ViTAE: Vision Transformer Advanced by Exploring Intrinsic Inductive Bias (2106.03348v4)

Published 7 Jun 2021 in cs.CV

Abstract: Transformers have shown great potential in various computer vision tasks owing to their strong capability in modeling long-range dependency using the self-attention mechanism. Nevertheless, vision transformers treat an image as 1D sequence of visual tokens, lacking an intrinsic inductive bias (IB) in modeling local visual structures and dealing with scale variance. Alternatively, they require large-scale training data and longer training schedules to learn the IB implicitly. In this paper, we propose a novel Vision Transformer Advanced by Exploring intrinsic IB from convolutions, ie, ViTAE. Technically, ViTAE has several spatial pyramid reduction modules to downsample and embed the input image into tokens with rich multi-scale context by using multiple convolutions with different dilation rates. In this way, it acquires an intrinsic scale invariance IB and is able to learn robust feature representation for objects at various scales. Moreover, in each transformer layer, ViTAE has a convolution block in parallel to the multi-head self-attention module, whose features are fused and fed into the feed-forward network. Consequently, it has the intrinsic locality IB and is able to learn local features and global dependencies collaboratively. Experiments on ImageNet as well as downstream tasks prove the superiority of ViTAE over the baseline transformer and concurrent works.
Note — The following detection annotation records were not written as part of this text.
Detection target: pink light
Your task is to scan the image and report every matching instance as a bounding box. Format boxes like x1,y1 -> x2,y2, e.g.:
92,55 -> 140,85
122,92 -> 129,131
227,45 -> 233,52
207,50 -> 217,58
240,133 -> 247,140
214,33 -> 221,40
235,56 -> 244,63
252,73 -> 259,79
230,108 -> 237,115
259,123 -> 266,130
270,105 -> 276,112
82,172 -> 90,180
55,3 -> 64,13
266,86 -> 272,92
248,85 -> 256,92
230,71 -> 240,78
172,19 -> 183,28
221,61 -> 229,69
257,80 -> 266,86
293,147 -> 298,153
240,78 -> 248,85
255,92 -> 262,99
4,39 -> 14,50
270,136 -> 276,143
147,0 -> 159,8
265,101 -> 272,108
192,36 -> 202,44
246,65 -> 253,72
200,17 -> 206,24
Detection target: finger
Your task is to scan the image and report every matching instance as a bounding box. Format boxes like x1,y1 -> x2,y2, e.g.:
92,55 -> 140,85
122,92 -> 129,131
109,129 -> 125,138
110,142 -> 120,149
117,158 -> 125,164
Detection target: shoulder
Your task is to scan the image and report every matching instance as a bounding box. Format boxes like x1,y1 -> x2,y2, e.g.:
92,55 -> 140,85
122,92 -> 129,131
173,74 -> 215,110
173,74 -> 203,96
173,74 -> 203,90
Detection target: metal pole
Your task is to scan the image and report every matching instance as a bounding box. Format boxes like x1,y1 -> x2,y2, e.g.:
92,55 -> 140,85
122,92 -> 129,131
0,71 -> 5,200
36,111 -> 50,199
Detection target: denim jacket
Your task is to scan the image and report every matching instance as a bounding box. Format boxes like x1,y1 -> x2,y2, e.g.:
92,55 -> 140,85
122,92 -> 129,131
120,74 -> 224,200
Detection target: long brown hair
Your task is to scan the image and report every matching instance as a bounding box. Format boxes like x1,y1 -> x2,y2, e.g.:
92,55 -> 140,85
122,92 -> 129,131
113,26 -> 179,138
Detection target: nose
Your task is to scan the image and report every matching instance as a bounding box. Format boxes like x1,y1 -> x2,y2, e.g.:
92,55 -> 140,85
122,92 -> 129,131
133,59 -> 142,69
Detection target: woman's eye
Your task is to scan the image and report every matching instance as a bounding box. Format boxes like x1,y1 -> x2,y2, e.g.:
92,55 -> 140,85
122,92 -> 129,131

Source code and pretrained models will be available at GitHub.

PDF Abstract

Overview of ViTAE: Vision Transformer Advanced by Exploring Intrinsic Inductive Bias

The paper introduces ViTAE, a novel architecture that integrates intrinsic inductive biases (IB) into the Vision Transformer framework to improve its capability in visual tasks. The inherent challenge with existing vision transformers, such as ViT, lies in their treatment of images as a 1D sequence of tokens, which areas lacking in intrinsic biases like scale invariance and locality that are naturally present in convolutional neural networks (CNNs). These biases are essential for efficiently modeling local visual structures and adapting to scale variance across different visual tasks. The authors propose ViTAE as an advanced vision transformer model that incorporates these biases through architectural innovations, thereby enhancing its performance on image classification and downstream tasks.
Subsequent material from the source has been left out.